Du côté de Gembloux, La Ruche a stoppé ses activités. Tout comme à Spy où l’hébergement collectif s’est éteint dans le silence. Seule l’action isolée de bénévoles maintient l’esprit du collectif en vie. À Rochefort, les membres sont en réflexion. Fermer le lieu d’accueil ou continuer à héberger des demandeurs d’asile ? Que faire des migrants encore présents ? À La Bruyère, les citoyens solidaires ont pris le pli de continuer à faire pression sur le monde politique et accompagner les demandeurs d’asile dans leurs démarches juridiques. Et de se tenir prêt, si besoin. "Personne ne peut prédire quelles seront les routes de la migration demain", précise Philippe Carlier. Quant à la route vers la solidarité, ces centaines de bénévoles des quatre coins de la province l’ont déjà foulée. Et sont prêts à recommencer.
La Bruyère accueille encore des demandeurs d’asile à Rhisnes
La Ruche accueillait des migrants en transit dans une maison du centre de Gembloux. Elle a décidé de mettre un terme à ses activités, quatre ans jour pour jour après son ouverture.
Comme à Gembloux et Lavaux-Sainte-Anne, les bénévoles de La Bruyère bénéficient depuis 2019 d’un local communal pour accueillir les migrants en transit dans des conditions d’hygiène respectables.
Aujourd’hui, les migrants basés à Rhisnes sont tous des candidats au statut de réfugiés qui n’ont pas reçu de places dans les centres d’accueil de Fedasil. Le collectif assure toujours leur accueil, ainsi qu’un cadre de vie le plus correct possible. "Mais nous avons aussi une deuxième tâche: l’accompagnement juridique de ces demandeurs d’asile en collaboration avec des cabinets d’avocats spécialisés dans le droit des étrangers. Nous mettons par exemple Fedasil en demeure pour loger ces gens comme l’agence fédérale est censée le faire. Il faut malheureusement passer par un tribunal pour faire respecter les droits des demandeurs d’asile", raconte Jojo Burnotte, membre du collectif La Bruyère commune hospitalière.
Les bénévoles bruyérois assurent aussi un lobbying politique auprès des instances communales, régionales et fédérales, en collaboration avec d’autres collectifs namurois et bruxellois. "On se pose la question si c’est volontaire de la part du Fédéral de ne pas organiser l’accueil des migrants. La politique d’accueil repose sur les épaules de communes pauvres et peu habitées politiquement, notamment dans la région bruxelloise. Il faudrait réfléchir à des systèmes de coordination et d’entraide qui font peser davantage le poids de la politique d’accueil sur les épaules de communes plus riches."

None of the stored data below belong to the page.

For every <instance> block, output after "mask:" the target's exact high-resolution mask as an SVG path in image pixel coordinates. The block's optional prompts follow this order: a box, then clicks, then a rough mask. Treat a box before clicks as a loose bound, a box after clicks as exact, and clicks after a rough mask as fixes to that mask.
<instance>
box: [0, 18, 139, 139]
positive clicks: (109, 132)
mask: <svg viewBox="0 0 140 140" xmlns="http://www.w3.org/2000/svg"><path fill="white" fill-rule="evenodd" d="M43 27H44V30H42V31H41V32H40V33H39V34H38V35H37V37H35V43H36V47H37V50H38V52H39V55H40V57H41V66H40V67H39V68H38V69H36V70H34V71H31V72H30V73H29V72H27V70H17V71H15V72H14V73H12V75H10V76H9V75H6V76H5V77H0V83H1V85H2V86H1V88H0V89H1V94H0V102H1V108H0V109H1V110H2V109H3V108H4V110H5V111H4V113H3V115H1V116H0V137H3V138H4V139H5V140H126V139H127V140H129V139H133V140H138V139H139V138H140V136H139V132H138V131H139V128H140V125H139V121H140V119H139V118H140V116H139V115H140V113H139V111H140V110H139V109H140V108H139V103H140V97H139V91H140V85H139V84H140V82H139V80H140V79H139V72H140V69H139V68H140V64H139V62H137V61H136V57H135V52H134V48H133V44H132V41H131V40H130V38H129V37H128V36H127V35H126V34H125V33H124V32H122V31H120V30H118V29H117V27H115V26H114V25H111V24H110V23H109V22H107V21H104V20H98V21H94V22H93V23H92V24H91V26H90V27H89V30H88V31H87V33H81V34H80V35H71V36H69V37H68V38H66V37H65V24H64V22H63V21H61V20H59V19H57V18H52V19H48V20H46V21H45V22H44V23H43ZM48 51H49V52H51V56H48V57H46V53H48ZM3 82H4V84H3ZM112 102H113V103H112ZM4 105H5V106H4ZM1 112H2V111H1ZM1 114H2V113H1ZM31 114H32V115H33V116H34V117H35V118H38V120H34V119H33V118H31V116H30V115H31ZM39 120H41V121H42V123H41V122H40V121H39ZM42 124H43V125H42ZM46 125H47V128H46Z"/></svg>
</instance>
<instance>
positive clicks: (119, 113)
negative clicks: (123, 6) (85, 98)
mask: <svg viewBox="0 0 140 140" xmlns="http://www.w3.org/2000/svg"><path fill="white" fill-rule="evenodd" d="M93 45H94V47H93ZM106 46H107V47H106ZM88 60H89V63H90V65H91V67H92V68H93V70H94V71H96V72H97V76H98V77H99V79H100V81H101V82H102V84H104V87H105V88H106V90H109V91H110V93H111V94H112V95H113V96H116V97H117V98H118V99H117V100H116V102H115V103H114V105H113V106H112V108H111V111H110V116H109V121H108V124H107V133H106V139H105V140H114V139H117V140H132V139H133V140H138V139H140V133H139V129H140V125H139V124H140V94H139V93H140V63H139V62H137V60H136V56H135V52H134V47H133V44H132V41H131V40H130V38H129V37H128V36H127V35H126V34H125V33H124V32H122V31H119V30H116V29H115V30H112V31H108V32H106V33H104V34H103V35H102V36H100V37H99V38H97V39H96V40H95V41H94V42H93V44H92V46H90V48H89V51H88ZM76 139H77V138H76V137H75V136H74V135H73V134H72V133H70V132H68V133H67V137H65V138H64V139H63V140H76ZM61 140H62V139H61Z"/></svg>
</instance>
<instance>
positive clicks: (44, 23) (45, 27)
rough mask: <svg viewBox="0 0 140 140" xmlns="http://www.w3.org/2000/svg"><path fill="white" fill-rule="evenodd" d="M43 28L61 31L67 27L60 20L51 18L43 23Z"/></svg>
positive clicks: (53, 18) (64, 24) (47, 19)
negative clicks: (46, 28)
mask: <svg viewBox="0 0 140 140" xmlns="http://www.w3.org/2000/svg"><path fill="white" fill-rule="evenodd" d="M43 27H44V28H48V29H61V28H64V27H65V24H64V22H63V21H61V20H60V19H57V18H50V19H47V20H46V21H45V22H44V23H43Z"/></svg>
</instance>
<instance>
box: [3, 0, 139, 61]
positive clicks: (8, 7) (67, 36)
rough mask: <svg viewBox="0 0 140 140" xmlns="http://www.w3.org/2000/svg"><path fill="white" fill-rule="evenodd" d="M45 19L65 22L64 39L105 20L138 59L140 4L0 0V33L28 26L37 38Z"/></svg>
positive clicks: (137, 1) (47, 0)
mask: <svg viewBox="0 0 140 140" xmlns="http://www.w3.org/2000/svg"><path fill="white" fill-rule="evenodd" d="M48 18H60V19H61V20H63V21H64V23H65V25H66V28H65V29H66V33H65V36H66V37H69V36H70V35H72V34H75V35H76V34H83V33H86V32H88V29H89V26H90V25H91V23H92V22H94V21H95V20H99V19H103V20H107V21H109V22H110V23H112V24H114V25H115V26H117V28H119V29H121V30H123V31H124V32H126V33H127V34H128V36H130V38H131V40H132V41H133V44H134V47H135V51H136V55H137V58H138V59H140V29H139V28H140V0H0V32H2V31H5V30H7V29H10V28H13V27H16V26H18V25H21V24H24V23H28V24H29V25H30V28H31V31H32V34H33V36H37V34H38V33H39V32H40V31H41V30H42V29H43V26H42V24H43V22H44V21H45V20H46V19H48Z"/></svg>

Le collectif bruyérois est composé d’un noyau dur d’une quinzaine de personnes. Certains membres sont axés sur le pôle juridique, tandis que d’autres assurent l’accueil pratique des migrants de la maison communale de Rhisnes. Chacun vient avec ses forces depuis bientôt cinq ans, au profit du collectif et de ses protégés. Une recette qui semble fonctionner.